E spesso lo è o lo diventa, perché una lotta anticoloniale
non si svolge nel vuoto ma in presenza di grandi poteri politici ed economici,
che intervengono in ogni spazio o contraddizione presente nel "processo
rivoluzionario". Il quale si difende con misure aspre, ma che sembrano
giustificate anche ad osservatori esterni, perché la storia è
complicata. Chi avrebbe detto che l'opposizione allo scia di Persia, Reza
Palevi, sarebbe stata guidata da un movimento religioso fondamentalista?

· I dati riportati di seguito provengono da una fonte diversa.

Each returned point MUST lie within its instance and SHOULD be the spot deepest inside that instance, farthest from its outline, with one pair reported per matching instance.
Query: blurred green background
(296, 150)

La Cia non lo aveva sospettato, e molti di noi si sono detti che, dunque,
il progresso si fa anche per vie inaspettate, penso non solo al manifesto,
ma a Michel Foucault.
Invece sbagliavamo come sbagliano Chavez o Lula quando invitano Amadhinejad.

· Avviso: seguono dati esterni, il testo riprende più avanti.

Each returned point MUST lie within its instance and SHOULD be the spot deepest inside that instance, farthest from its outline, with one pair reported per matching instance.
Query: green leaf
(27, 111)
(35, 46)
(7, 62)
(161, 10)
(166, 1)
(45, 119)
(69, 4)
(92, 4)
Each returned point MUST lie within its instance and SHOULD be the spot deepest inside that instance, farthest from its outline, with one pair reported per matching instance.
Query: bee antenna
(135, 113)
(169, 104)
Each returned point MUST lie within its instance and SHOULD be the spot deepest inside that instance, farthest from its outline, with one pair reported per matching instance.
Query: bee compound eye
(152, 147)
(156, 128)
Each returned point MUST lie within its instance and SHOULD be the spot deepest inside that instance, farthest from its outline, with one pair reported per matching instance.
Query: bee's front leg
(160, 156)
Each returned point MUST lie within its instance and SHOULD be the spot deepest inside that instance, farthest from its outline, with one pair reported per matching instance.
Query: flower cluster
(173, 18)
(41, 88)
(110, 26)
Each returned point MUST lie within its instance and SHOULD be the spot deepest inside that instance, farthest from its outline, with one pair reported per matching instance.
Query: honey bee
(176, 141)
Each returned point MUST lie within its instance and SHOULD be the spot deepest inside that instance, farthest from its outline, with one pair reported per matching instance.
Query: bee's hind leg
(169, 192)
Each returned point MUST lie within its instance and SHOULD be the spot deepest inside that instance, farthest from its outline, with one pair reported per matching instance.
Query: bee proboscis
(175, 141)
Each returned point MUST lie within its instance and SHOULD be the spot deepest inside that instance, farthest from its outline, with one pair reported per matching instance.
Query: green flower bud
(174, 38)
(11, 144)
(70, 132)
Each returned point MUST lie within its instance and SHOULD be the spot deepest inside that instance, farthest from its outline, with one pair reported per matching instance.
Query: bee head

In questo errore è grande la responsabilità dell'Urss da
quando difende soltanto i suoi interessi come stato, (e in essi a medio
termine perde e si perde), ma anche dei partiti comunisti, che in essa
e nelle sue politiche hanno visto la sola barriera rimasta dopo il fallimento
delle rivoluzioni in Europa. Quando a Bandung, su iniziativa jugoslava,
si delineò il blocco dei paesi non allineati, si deve individuare
la causa della loro breve sopravvivenza soltanto nell'antipatia per essi
nutrita dalle due superpotenze? Le loro intenzioni di pace erano forti,
ma il loro modello sociale era debole. Molto più grave, la decolonizzazione
passò presto - liquidati i Patrice Lumumba o Amilcar Cabral - attraverso
la formazione di borghesie nazionali (anche su di esse per un certo tempo
il movimento comunista sperò) o su forze che, partite anticapitaliste
o progressiste attraverso forme di proprietà pubblica, presto soggiacquero
o ai problemi di una crescita tutta statalizzata, lo stato ridotto alla
sua espressione più rozza, ogni forma di controllo dal basso inesistente
o, peggio, a forme diverse di corruzione. Libia e Algeria, in possesso
di grandi fonti di energia, sono due esempi affatto diversi di un sequestro
di potere che ha sottratto da ogni partecipazione le stesse popolazioni
cui erogava alcuni servizi che ne facevano crescere i bisogni, ma che non
ha mai coinvolto se non in una rete, più o meno trasparente, di
affari o da appelli basati sull'emotività. E sulle quali la mondializzazione
ha indotto un doppio processo: coalizza al vertice le forze economiche,
utilizzando gli stati come una agenzia di affari di ambigua proprietà,
e produce una immensa massa di lavoratori sfruttati ma in parte crescente
acculturati, e dotati di mezzi di comunicazione sconosciuti ai dannati
della terra di quaranta anni fa: la folla in piazza Tahir era in possesso
di telefonini e conosceva in buona parte Internet, attraverso la quale
si era in buona parte formata. Gli sfruttati e oppressi di oggi non sono
più gli umiliati e oppressi di allora. Né sono soltanto,
come ci è piaciuto di credere dopo l'11 settembre, massa di manovra
di imam fondementalisti. Questo nuovo tipo di proletariato - che tale è
- non sta più facilmente ai progressismi dispotici, dai quali ha
tratto in passato alcuni benefici. E' esso che ha invaso le piazze, che
fa vacillare i regimi, che si è fatto scivolar di dosso l'egemonia
dell'islamismo in una sua secolarizzazione, esclusion fatta per il potere
della dinastia wahabita dell'Arabia saudita. E soprattutto degli ayatollah
iraniani, capaci nel medesimo tempo di sviluppare e tenere in gabbia con
un sistema del tutto inchiavardato una sia pur riluttante "società
civile", cui non permetterà di certo i sussulti del mondo arabo.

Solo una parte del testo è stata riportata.